MCP creates a new operational identity layer that most IAM programmes are not yet measuring. The immediate signal is not just connector proliferation, but unowned trust paths that sit between the model and the systems it can reach. Teams should expect their review processes to miss these paths unless MCP inventory is tied directly to workload monitoring and access certification.

Ephemeral AI access will keep outpacing static control cycles. Once a model can discover tools at runtime, the decision window is shorter than traditional access review cadences. That makes runtime telemetry, connector scoping, and hardening of the underlying container or service environment more valuable than periodic attestation alone.

Secret exposure around MCP should be treated as an identity operations problem, not a configuration footnote. When configuration files leak credentials, the boundary between AI enablement and unauthorized access collapses quickly. Practitioners should pair MCP governance with secret discovery, rotation, and workload isolation, and use the Ultimate Guide to NHIs , Why NHI Security Matters Now as a baseline for non-human identity risk planning.


For practitioners

  • Inventory every MCP endpoint and connector Map each local, remote, and fully remote MCP deployment to an owner, data class, and trust level so shadow AI and undocumented connectors are not left outside governance.
  • Require scoped authorization before production use Verify that every MCP server has enforced OAuth 2.1 or equivalent access scoping, with least-privilege token design and explicit server-side policy enforcement.
  • Correlate prompt activity with workload actions Log prompts, tool calls, and downstream file or network activity together so investigators can reconstruct how an AI action unfolded across the stack.
  • Harden the underlying container or runtime layer Apply network, file, and process restrictions at the workload layer so a compromised or overreaching MCP integration cannot freely expand its blast radius.

Key takeaways

  • MCP is turning AI integration into an identity and access problem because tool calls can now reach business systems directly.
  • The biggest practical risk is not the protocol name but the combination of weak authorization, poor visibility, and over-permissive connectors.
  • Teams should govern MCP like a privileged access path, with scoped tokens, runtime telemetry, and workload-level containment.

Standards & Framework Alignment

This section maps relevant standards and security frameworks to the operational risks and controls described in this guidance.

OWASP Agentic AI Top 10 and OWASP Non-Human Identity Top 10 address the attack and risk surface, while NIST Zero Trust (SP 800-207) set the governance and control requirements practitioners need to meet.

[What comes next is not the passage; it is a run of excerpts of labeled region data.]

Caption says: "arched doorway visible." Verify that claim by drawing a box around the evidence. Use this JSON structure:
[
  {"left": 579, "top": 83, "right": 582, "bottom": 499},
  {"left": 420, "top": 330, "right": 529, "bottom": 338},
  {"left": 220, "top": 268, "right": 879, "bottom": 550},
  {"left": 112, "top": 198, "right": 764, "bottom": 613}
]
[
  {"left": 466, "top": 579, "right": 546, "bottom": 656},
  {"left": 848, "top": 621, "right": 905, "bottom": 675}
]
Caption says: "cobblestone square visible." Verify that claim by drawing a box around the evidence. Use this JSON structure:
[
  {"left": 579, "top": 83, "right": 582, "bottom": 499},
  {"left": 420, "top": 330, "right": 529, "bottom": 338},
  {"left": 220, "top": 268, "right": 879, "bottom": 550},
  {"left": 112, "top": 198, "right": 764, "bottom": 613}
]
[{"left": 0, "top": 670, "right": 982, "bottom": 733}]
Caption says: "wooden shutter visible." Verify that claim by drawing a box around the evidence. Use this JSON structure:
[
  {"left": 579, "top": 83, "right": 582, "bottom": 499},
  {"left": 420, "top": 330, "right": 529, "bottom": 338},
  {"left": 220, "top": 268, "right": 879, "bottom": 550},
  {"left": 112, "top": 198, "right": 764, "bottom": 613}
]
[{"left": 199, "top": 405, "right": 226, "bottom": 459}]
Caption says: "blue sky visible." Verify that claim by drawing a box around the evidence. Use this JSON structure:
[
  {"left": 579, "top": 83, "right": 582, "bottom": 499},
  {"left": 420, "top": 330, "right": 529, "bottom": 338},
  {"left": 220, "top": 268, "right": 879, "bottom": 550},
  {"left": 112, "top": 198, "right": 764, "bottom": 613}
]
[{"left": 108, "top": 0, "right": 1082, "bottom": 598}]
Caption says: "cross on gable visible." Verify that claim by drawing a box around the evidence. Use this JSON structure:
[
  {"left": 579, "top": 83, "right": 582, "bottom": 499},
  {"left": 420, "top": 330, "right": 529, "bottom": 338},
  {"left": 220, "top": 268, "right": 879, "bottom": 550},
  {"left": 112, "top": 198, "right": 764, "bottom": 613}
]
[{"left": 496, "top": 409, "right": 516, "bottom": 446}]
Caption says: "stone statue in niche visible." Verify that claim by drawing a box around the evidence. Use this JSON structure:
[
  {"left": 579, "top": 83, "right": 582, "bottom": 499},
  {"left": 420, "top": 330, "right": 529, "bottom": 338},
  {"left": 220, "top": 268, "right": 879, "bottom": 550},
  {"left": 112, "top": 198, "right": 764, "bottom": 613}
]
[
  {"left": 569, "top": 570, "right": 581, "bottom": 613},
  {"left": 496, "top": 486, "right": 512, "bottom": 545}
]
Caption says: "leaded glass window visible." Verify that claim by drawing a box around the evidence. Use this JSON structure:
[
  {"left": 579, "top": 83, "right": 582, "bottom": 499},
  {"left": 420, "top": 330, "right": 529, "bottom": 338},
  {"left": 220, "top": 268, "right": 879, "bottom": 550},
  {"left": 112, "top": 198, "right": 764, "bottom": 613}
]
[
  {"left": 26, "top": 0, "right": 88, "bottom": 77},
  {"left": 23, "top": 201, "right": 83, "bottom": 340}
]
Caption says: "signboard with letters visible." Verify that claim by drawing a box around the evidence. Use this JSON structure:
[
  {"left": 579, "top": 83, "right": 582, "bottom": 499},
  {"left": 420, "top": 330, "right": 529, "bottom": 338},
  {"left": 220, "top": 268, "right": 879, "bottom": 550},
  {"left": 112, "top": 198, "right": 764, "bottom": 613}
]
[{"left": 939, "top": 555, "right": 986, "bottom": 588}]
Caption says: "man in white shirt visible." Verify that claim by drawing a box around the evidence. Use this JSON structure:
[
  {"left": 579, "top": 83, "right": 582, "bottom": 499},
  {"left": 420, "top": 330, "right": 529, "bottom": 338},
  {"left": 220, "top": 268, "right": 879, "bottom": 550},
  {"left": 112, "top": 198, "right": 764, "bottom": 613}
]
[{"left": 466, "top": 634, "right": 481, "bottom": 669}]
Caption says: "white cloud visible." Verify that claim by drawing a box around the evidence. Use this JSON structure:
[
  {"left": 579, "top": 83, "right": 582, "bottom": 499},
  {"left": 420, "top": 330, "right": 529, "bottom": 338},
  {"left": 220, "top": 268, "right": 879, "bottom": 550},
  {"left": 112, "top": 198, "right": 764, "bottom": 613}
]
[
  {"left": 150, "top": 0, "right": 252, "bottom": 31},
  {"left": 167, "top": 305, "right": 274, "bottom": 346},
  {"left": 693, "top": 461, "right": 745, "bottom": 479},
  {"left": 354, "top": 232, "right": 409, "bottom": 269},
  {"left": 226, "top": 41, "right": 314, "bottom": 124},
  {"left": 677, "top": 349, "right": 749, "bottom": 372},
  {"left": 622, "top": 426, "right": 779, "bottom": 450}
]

FrameworkControl / ReferenceRelevance
OWASP Agentic AI Top 10A1Covers tool misuse and agentic access paths central to MCP risk.
OWASP Non-Human Identity Top 10NHI-03Maps to secret exposure and weak credential handling in MCP configs.
NIST Zero Trust (SP 800-207)PR.AC-4MCP access needs continuous verification and least-privilege enforcement.

Apply zero-trust segmentation and scoped authorization to every MCP server and connector.


Key terms

  • Model Context Protocol: A standard interface that lets AI applications connect to tools and data sources without custom point-to-point integrations. In security terms, it creates a new access boundary that must be governed like any other privileged integration, because the model can use the connection to reach sensitive systems.
  • Prompt Injection: A malicious instruction embedded in input, content, or tool context that tries to steer an AI system into unsafe behavior. In MCP environments, the risk rises because the model may convert that instruction into an external tool call or data access action.
  • Remote MCP Server: An MCP server hosted outside the local environment, often by a third party or in a managed service. It expands capability, but it also shifts trust and visibility away from the enterprise, which makes authorization, monitoring, and vendor governance more important.
  • Shadow AI: Undiscovered or unmanaged AI tools and agents operating inside an environment without formal approval or inventory. With MCP, shadow AI can emerge through unofficial connectors, internal experiments, or remote services that security teams have not classified or monitored.

Deepen your knowledge

NHI governance, agentic AI identity, and machine identity security are core topics in our NHI Foundation Level course, the industry's only accredited NHI security programme. If you are responsible for identity security strategy or NHI governance in your organisation, it is worth exploring.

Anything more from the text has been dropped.